MACOMB – Oliver Ellen, wind farm development manager for RWE Renewables, told the McDonough County Board this week that his company plans to have a wind farm established in the southeastern portion of the county by 2024.
Farmers in Eldorado, New Salem, Bethel, Mound, and Industry townships will be offered leases to host wind turbines. Ellen said these would be 30-year leases and more than $40 million would be spent on leasing.
RW Renewables is based in Germany and has been working since 2006 in the United States. Ellen said there are 2,500 wind farms in seven states as part of 25 projects. The company’s American branch is headquartered in Chicago with offices in Texas, California, and Pennsylvania.
Ellen said that 48 to 66 wind turbines are planned for McDonough County, each about 500 feet tall. He said the company has invested $1 billion in Illinois and has established three wind farms containing 300 turbines. The closest site is near Decatur.
RWE Renewables plans to generate 200 megawatts and serve 60,000 homes. Ellen said the company would invest $30 million in the county. He said its three to five year development plan would provide 300 construction jobs in the first year, then eight to 12 permanent jobs to support the wind farm. He said tax revenue should total $50 million.
Ellen said his company would provide road and bridge upgrades in 2023. He said RWE Renewables is now in a fact-finding stage in McDonough County and that a multi-year process is required to determine how the wind farms would figure into the state power grid.

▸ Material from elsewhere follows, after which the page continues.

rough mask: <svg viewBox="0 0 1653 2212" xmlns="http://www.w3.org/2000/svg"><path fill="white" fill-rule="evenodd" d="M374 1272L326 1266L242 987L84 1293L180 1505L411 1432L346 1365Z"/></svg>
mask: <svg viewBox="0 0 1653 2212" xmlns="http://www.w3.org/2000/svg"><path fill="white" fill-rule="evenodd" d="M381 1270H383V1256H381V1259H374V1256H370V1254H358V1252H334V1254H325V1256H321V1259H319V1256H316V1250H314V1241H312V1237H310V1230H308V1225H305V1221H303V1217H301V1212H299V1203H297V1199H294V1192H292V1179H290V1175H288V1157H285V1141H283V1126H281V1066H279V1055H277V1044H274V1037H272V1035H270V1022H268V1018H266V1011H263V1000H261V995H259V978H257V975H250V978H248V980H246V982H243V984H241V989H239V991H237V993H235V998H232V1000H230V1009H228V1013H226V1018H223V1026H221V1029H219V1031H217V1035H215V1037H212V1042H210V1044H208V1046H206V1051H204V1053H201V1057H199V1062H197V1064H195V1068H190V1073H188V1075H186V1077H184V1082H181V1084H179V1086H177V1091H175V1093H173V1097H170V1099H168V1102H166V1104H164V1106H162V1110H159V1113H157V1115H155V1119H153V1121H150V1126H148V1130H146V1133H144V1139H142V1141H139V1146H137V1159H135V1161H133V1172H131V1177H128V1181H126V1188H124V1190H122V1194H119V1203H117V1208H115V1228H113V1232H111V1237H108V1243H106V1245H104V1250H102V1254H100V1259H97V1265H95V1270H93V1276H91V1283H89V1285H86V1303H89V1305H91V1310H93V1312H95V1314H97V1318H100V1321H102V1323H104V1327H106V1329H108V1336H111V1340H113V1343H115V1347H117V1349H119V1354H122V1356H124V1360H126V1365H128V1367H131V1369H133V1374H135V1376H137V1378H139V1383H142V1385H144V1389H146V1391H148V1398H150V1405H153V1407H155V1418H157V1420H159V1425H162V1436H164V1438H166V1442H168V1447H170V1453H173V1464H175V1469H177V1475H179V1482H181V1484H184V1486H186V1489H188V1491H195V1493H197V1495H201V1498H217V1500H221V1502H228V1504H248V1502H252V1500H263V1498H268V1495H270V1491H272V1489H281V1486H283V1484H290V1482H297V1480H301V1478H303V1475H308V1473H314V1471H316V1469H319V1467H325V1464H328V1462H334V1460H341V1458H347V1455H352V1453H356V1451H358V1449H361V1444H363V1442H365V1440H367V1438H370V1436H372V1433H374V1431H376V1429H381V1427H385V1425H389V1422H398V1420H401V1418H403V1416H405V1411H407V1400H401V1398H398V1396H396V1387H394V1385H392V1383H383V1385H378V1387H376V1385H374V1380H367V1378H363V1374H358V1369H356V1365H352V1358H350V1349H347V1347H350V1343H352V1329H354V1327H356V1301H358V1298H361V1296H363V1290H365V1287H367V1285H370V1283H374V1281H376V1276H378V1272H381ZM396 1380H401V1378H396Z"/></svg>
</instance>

Jeffrey Butler, who owns a farm north of Blandinsville, told the county board that the standard setback of 1,800 feet still puts farm residences too close to the wind turbines. He recommended a one mile setback in every direction.

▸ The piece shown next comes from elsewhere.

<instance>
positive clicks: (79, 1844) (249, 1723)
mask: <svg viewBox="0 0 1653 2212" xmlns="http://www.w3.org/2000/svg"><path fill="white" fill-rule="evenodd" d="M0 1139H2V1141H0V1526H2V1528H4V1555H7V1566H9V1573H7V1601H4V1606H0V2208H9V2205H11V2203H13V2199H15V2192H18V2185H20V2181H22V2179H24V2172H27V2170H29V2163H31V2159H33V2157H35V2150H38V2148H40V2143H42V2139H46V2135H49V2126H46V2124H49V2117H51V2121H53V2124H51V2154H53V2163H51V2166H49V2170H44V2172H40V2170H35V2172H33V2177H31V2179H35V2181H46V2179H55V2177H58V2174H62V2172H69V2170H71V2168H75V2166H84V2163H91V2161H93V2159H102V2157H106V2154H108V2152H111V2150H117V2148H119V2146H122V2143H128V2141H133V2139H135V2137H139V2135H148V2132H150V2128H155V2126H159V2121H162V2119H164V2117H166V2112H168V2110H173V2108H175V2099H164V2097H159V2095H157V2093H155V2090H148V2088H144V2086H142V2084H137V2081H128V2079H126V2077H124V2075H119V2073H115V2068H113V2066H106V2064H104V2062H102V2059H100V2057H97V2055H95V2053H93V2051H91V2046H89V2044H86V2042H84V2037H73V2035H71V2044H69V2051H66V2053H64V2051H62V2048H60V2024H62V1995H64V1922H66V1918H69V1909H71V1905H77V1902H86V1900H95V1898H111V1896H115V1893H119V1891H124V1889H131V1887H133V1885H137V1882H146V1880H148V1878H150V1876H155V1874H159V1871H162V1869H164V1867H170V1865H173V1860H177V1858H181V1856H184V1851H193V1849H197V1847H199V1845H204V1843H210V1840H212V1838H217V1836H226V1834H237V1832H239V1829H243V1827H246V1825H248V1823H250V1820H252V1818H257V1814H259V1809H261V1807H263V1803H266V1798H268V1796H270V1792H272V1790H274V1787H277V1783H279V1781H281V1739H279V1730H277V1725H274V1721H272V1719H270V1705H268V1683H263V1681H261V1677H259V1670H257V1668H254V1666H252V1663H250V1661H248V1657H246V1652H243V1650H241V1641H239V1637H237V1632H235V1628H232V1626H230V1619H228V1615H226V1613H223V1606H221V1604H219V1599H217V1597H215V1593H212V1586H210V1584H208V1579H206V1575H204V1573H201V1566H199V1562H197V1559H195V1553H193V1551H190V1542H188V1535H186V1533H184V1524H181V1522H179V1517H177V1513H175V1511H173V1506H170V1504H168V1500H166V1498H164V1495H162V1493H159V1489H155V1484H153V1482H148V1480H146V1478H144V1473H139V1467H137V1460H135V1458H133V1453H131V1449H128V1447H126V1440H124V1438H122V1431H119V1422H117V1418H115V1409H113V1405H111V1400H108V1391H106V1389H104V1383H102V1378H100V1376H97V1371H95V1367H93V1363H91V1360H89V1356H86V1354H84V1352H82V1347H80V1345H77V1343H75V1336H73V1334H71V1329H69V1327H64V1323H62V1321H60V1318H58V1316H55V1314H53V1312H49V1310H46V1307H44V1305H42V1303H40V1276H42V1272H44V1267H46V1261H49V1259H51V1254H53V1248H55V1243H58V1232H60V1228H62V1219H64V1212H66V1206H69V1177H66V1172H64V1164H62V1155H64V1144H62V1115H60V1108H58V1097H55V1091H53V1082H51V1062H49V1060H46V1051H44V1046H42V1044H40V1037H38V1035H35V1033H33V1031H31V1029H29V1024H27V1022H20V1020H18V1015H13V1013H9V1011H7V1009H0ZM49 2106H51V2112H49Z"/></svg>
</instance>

Butler said he has had problems with turbine noise and shadow flicker. “You’ll get money from this,” he told board members, “but keep in mind how it might affect people.”
Melanie Monroe lives on a farm near Roseville in Warren County. “Wind turbines can harm homes,” she told the county board. She said dangers include audible noise and low-frequency noise.
“The low-frequency noise affects you while you’re sleeping,” Monroe said. “You can feel it in your chest at times.”
Of her family’s proximity to wind turbines, Monroe said, “This is significantly altering our rural quality of life….I don’t know if we’ll be able to stay on our farm. Our bodies need rest.”
In other business, County Board Chairman Scott Schwerer said the county has lost $70,667 in sales tax revenue in the last six months because of businesses being closed due to the coronavirus pandemic. He said Congressman Darin LaHood visited Macomb this week and toured the county’s emergency operations center at Western Illinois University and also looked at GIS activities on campus. Board members voted to extend the county’s declaration of coronavirus emergency through September 18.
The county board voted to add $178,950 to the state’s attorney’s budget and $161,064 to the budget of the public defender. State’s Attorney Matt Kwacala said the money reflects state payments toward the salaries of each officer.